テーマ2:どうして動かないのか?

行動の裏にある、余力の問題

動かないのは怠慢ではない。
足りないのは、整理する余力かもしれない。

0. 止まって見える瞬間

机の上に置いたはずの封筒が見つからない。
ペンを持ったまま、一行が出てこない。
スマートフォンを握ったまま、動かない手。

それは「やらない」に見える。
けれど、その行動は結果であって、原因ではないかもしれない。

本当に止まっているのは、意思ではなく、整える余力かもしれない。

1. このテーマの結論

動かないのは怠慢ではない。
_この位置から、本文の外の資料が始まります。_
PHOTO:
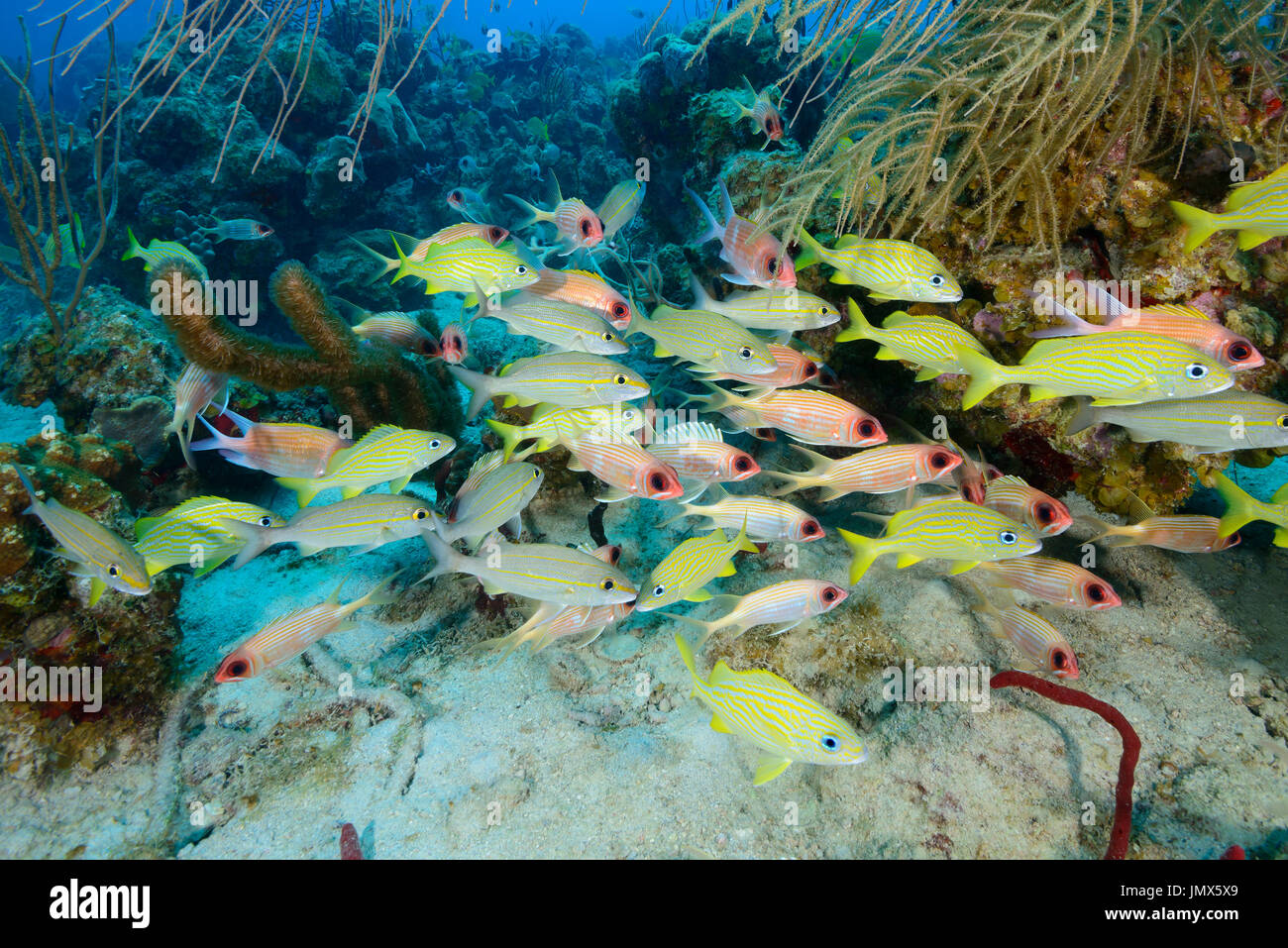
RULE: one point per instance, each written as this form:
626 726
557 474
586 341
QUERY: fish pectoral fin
768 768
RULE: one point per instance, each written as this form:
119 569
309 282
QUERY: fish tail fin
986 375
1199 224
864 553
1240 506
480 385
859 326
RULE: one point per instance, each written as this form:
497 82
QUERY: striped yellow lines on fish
95 553
368 520
930 342
546 572
691 566
709 340
887 269
283 450
1113 368
291 634
1180 322
566 378
1229 420
812 417
767 519
769 712
192 533
951 528
782 604
384 455
877 471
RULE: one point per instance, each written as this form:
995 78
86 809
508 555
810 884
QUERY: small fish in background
1243 507
192 533
193 391
1039 642
765 519
571 380
1202 423
782 604
887 269
583 288
288 635
928 342
454 344
1175 321
368 520
578 226
1179 532
625 467
619 206
1257 210
283 450
709 340
756 260
772 714
236 230
1052 581
763 114
546 572
159 250
877 471
811 417
1112 368
691 566
951 528
94 552
1014 497
384 455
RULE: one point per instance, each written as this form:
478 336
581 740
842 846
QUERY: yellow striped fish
288 635
1229 420
192 533
951 528
552 425
928 342
879 471
565 325
782 604
546 572
887 269
1052 581
709 340
765 519
95 552
1243 507
193 391
1115 368
368 520
567 378
384 455
691 566
493 494
460 265
767 710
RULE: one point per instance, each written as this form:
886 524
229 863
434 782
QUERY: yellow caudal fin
1240 507
859 326
1199 224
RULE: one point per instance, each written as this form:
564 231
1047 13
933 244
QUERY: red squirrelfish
758 261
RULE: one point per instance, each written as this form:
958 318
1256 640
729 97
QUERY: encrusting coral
369 380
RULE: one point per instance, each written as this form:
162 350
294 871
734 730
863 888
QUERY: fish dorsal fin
690 432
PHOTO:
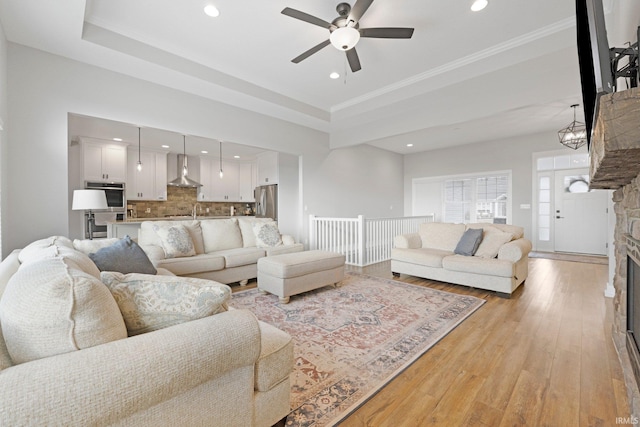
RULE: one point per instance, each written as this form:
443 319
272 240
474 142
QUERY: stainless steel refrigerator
267 201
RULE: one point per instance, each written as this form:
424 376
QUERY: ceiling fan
345 31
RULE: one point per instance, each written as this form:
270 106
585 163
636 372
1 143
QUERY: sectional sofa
74 353
224 250
498 262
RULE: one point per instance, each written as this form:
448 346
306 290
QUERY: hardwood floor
545 357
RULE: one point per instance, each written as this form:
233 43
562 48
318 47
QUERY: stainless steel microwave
115 192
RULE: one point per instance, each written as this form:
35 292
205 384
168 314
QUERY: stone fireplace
615 164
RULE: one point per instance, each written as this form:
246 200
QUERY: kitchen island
130 226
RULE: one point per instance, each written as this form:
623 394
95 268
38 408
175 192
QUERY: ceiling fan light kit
344 31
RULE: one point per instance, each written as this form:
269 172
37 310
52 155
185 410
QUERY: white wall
44 88
4 122
513 154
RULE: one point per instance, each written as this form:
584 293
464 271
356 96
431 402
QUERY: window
477 199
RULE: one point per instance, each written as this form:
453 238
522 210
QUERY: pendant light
183 180
221 174
574 135
139 166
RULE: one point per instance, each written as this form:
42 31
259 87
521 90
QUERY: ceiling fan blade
310 52
354 61
306 17
358 10
387 33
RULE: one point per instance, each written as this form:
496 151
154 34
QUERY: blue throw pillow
124 256
469 242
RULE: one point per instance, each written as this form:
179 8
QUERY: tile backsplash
180 201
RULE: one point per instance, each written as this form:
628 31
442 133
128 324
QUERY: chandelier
574 135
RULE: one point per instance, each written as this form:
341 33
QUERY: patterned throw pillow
176 241
267 234
148 303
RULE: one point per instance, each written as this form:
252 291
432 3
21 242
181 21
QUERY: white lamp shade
89 200
344 38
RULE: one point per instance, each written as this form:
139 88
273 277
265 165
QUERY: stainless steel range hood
183 179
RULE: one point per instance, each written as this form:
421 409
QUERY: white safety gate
363 241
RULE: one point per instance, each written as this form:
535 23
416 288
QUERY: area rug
351 340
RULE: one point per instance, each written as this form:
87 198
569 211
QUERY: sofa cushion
492 241
476 265
246 229
175 240
43 248
221 234
267 234
440 235
276 357
192 265
88 246
147 235
240 256
124 256
469 242
426 257
50 307
150 302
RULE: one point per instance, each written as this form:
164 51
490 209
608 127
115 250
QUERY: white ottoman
291 274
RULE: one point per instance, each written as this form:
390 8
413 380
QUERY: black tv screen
596 75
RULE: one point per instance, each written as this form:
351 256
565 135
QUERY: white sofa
71 362
500 263
225 250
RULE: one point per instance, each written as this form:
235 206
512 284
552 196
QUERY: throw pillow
267 234
176 241
468 244
124 256
50 307
492 240
148 303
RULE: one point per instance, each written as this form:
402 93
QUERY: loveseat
72 355
496 258
224 250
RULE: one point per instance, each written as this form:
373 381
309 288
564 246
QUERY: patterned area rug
352 340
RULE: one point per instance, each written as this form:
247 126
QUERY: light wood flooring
545 357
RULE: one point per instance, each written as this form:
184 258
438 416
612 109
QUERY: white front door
580 214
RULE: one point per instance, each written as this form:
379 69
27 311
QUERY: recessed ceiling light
479 5
212 11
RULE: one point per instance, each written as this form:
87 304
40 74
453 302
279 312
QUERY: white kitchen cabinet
247 181
267 164
104 161
151 182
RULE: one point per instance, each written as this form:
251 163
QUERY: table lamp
88 200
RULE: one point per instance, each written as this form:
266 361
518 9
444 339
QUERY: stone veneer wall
180 201
627 206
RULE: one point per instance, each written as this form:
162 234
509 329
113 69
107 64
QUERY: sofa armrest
408 241
104 384
515 250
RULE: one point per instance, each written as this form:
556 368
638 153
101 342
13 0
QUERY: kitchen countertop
173 218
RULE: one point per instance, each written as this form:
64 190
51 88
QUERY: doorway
580 214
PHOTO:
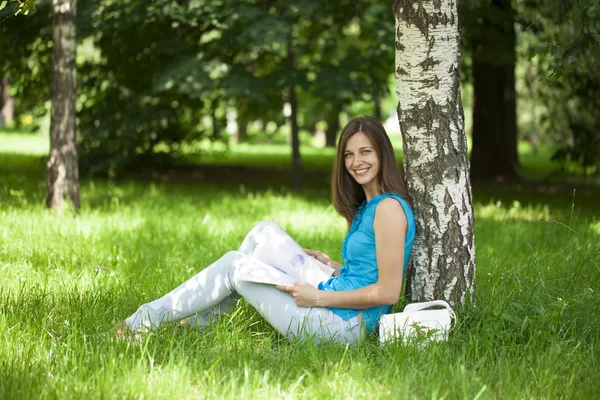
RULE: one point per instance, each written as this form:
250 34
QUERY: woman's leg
204 292
299 323
266 233
217 282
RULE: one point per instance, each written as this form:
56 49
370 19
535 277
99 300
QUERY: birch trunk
62 169
435 149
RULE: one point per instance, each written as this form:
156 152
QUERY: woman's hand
304 294
324 258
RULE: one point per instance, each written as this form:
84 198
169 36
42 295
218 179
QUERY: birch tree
435 149
62 180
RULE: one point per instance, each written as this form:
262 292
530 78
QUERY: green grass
64 280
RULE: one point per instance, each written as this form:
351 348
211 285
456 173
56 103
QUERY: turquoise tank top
360 259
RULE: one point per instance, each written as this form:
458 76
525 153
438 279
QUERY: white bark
435 151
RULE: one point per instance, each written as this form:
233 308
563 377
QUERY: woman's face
361 160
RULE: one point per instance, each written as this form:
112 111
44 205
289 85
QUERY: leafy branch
21 7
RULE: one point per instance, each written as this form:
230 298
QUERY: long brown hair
347 194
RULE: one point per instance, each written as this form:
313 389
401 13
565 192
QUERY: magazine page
288 258
260 272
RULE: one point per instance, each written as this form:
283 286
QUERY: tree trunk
62 168
435 150
333 125
7 104
296 160
494 152
215 121
242 122
378 108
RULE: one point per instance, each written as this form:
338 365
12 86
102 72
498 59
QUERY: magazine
282 261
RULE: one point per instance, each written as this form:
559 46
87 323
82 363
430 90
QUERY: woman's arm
390 230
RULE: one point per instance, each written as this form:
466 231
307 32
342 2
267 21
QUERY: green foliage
156 75
65 280
563 44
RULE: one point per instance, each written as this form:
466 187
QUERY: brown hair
347 194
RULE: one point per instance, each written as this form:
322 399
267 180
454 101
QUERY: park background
184 124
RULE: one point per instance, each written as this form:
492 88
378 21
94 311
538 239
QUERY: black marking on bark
444 19
428 63
418 17
434 20
399 46
447 201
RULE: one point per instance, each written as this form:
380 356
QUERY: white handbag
417 324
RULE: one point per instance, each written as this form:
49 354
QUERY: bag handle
420 306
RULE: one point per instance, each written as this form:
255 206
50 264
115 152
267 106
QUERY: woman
369 192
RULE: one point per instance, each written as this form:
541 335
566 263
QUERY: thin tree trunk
215 121
333 125
435 150
7 103
378 108
296 159
62 168
494 152
242 122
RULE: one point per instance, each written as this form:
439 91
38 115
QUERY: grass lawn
533 332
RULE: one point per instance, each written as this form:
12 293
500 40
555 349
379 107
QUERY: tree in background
491 41
62 181
7 103
435 149
563 44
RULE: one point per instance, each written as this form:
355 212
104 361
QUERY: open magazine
282 261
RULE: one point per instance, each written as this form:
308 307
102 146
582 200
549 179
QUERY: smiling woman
369 193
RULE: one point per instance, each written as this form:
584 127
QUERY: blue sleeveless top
360 259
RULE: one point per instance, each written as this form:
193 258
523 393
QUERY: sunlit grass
66 279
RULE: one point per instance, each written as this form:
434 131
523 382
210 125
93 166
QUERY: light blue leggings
214 291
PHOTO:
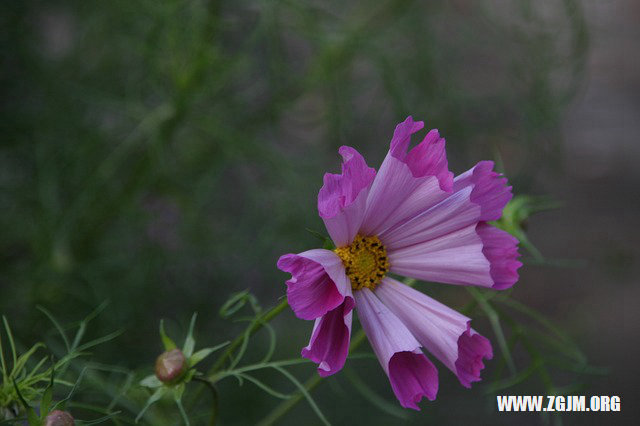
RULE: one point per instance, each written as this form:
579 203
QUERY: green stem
252 329
214 398
312 382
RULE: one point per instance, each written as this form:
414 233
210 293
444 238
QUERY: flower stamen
365 261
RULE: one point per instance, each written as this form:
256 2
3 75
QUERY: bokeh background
161 155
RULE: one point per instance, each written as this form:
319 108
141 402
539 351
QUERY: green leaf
203 353
98 420
166 340
47 397
177 395
12 344
263 386
376 400
159 393
235 302
60 405
305 393
190 343
178 391
57 325
151 381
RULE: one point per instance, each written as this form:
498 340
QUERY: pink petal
501 249
407 183
490 190
412 377
329 344
454 258
318 282
441 330
411 374
453 213
342 198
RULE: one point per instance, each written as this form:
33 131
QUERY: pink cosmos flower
412 218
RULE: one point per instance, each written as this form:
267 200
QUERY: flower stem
214 398
251 329
313 381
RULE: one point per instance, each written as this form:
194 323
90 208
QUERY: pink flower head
412 218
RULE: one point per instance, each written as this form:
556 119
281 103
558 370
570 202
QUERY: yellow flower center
365 261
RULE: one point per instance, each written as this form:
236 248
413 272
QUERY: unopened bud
59 418
170 366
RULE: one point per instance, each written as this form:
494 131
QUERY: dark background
162 155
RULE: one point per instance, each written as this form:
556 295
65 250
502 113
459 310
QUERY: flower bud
59 418
170 366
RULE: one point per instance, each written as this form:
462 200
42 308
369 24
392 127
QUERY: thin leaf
99 340
47 397
159 393
63 402
272 342
22 360
57 325
375 399
12 344
32 417
263 386
97 421
151 381
203 353
305 393
494 319
183 413
234 303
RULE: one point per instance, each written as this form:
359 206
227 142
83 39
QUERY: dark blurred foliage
163 154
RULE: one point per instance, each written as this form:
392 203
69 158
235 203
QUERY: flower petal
441 330
318 282
501 249
407 183
490 190
329 344
411 374
472 348
342 198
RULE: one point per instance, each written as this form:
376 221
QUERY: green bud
170 366
59 418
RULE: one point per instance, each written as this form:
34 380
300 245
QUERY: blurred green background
162 154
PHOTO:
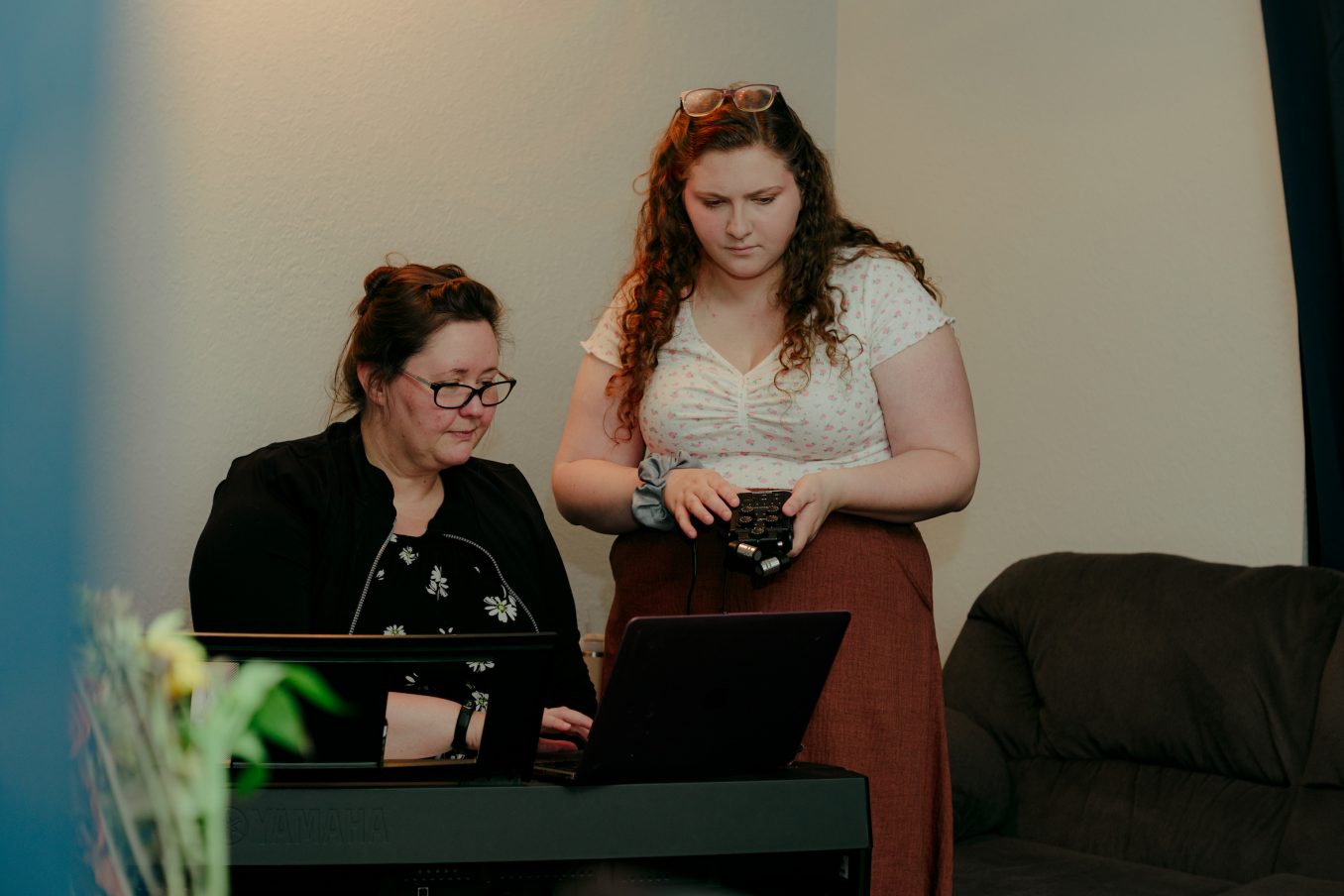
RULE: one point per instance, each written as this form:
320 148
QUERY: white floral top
750 430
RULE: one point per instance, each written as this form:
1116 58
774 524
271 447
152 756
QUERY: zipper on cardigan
508 589
369 579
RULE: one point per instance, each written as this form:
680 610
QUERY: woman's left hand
562 721
812 502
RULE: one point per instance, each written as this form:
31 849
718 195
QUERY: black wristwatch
464 719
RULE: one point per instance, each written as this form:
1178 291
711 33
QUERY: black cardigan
295 525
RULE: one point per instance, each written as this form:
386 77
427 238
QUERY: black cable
695 571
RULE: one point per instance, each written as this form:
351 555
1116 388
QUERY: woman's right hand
693 494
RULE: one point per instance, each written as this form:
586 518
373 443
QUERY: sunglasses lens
702 101
754 97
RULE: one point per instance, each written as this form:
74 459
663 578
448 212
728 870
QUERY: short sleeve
895 309
605 341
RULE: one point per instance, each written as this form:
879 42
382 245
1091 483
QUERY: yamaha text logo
289 827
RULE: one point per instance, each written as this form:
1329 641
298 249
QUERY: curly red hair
667 252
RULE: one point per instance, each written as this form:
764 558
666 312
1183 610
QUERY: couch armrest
981 789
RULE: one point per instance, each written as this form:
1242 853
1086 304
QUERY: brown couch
1150 726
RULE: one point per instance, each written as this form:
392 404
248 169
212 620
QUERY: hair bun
377 280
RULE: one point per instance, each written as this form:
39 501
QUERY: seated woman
388 524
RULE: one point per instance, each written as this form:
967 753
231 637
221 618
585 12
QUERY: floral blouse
441 583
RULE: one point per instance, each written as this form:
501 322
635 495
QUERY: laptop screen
705 696
362 669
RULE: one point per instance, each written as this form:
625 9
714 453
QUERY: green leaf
280 721
249 778
309 685
249 747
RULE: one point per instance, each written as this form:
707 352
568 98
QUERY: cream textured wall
263 158
1095 187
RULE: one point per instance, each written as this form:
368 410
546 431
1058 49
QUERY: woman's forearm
419 726
596 494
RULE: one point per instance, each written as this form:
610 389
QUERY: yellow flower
185 658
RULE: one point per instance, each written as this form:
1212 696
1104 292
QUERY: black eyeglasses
702 101
456 395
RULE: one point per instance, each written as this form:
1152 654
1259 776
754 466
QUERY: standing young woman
763 341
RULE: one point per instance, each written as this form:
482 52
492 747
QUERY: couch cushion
1155 707
1314 840
1154 815
1289 885
1011 866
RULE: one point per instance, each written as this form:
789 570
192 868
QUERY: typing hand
693 494
563 729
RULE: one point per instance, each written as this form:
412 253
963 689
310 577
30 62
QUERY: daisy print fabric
442 585
754 433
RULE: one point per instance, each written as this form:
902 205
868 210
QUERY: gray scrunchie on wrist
646 502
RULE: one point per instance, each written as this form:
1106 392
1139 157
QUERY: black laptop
706 696
362 669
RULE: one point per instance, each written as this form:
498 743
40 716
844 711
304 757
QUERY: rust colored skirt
880 712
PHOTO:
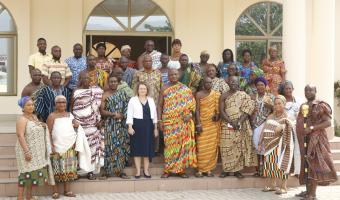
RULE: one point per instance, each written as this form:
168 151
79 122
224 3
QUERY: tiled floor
324 193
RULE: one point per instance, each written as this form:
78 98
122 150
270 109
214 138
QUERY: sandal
198 175
268 189
210 174
307 197
238 175
301 194
165 175
256 174
183 175
55 195
224 174
91 176
281 191
69 194
123 176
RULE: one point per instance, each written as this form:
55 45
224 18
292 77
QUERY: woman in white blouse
142 126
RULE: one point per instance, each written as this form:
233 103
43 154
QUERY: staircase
8 173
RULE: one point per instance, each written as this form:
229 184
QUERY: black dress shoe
146 176
137 177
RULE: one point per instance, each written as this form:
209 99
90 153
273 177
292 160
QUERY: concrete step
7 149
156 169
9 186
336 154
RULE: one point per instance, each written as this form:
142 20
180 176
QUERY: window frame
129 29
267 35
13 35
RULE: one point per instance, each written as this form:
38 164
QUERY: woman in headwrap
102 61
274 70
263 108
278 143
62 126
292 108
32 149
248 84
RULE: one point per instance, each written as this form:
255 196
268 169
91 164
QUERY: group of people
89 115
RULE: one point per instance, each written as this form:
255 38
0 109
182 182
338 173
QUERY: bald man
55 64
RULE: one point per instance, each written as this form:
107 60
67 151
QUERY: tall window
8 36
258 28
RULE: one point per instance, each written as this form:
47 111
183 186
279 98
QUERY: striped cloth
86 112
179 138
278 146
208 140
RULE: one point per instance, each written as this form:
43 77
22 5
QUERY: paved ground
324 193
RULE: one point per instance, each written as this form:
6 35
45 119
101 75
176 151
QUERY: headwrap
124 47
282 98
257 71
59 97
261 79
205 52
274 47
100 45
23 100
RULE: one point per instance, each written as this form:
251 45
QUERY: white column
322 55
294 43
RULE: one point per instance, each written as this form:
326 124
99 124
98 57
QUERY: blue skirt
142 142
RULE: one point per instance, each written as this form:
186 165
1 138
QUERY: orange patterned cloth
208 140
237 149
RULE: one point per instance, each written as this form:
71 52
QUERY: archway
258 28
8 53
121 22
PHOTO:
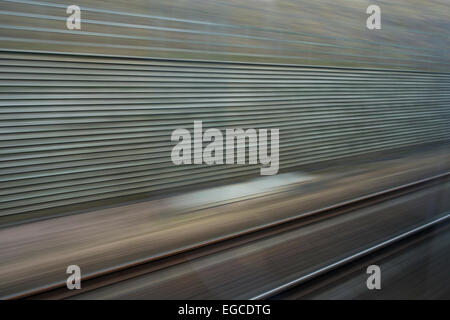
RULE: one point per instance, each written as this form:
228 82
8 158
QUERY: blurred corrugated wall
82 125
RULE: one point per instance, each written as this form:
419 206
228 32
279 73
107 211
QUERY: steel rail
221 243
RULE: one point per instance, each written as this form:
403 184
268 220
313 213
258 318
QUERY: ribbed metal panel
78 128
414 34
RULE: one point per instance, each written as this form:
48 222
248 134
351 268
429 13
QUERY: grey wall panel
414 33
83 128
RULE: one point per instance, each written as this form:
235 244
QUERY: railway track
124 272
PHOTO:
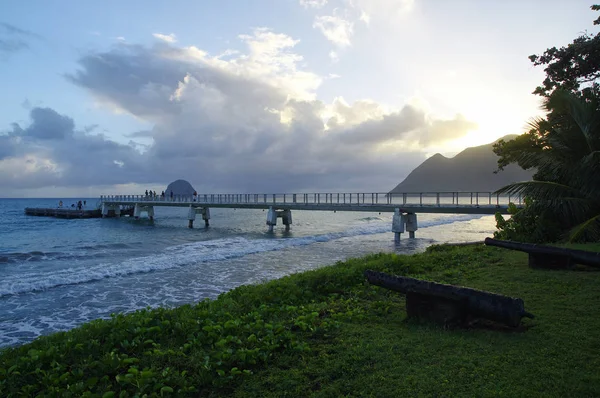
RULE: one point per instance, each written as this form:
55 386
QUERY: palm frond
589 228
540 190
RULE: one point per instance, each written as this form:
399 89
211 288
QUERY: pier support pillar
286 218
411 224
271 218
205 211
398 221
191 217
139 209
150 212
206 216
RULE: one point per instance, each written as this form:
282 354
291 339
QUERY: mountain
472 170
180 187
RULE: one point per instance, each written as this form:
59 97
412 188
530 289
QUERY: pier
63 213
404 206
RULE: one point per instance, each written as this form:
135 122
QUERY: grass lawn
329 333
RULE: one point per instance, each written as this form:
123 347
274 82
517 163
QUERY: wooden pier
63 213
404 206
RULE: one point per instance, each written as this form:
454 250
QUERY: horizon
273 96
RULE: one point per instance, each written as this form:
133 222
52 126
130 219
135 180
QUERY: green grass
329 333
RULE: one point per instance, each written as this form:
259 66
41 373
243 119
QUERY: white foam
188 254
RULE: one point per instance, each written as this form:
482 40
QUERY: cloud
313 3
249 122
170 38
50 151
13 39
335 28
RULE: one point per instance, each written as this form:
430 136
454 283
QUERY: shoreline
248 340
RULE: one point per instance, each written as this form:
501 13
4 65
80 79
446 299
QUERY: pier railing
402 199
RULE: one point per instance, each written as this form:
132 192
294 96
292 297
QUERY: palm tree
566 187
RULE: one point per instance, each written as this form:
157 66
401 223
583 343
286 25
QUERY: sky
261 96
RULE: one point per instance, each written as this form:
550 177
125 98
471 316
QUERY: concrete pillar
271 218
206 215
398 221
286 217
191 217
411 224
150 211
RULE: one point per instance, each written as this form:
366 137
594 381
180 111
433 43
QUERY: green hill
472 170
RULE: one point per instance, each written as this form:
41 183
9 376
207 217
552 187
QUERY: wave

足りないのは、整理する余力かもしれない。

私たちは外形を評価しやすい。
しかし、内側が整っていなければ、行動は安定しない。

問題に見える行動の裏には、「状態」がある。

2. 第5〜7話:状態型を読む

第5話「手放せない」

思想章:手放せないのは、弱さとは限らない

ズレの型:回復行動を“依存”として見てしまう
大人の狙い:習慣を整え、自立を促す
子どもの内側:安心を保つための小さな回復装置
確定の速さ:「手放せない」→「甘え」へ変換されやすい

ポイント:回復の行動は、弱さではなく調整のサイン

第6話「見つからない」

思想章:入れたのに、出せない夜

ズレの型:認知の欠落を“注意不足”として決めてしまう
大人の狙い:忘れ物を減らし、生活を整える
子どもの内側:疲労や過負荷で記憶が引き出せない状態
確定の速さ:「見つからない」→「だらしない」へ変換されやすい

ポイント:忘れ物は、注意ではなく容量の問題のこともある

第7話「集中できない」

思想章:容量を超えたとき、人は止まる

ズレの型:機能低下を“やる気の問題”として見てしまう
大人の狙い:作業を進めさせ、課題を終わらせる
子どもの内側:情報や疲労が重なり、思考が止まっている状態
確定の速さ:「集中できない」→「怠け」へ変換されやすい

ポイント:止まっているときは、意志ではなく容量が限界

3. 物語の中で、このテーマが映る場所

ケイイチロウは、行動で判断してきた。
だが次第に、「その日の状態」という視点を持ち始める。

コーキは、止まりながらも進む存在。
途中で止まることが、失敗とは限らないことを体現している。

ルリは、騒ぎのあとで静かに眠る。
状態は波のように変わることを、言葉なく示している。

4. ひとつだけ残すヒント

能力を疑う前に、余力を問う。
「今日はどういう状態?」と尋ねてみる。

行動を直すより、状態を整えるほうが先の場合がある。
それは甘やかしではなく、順番の問題かもしれない。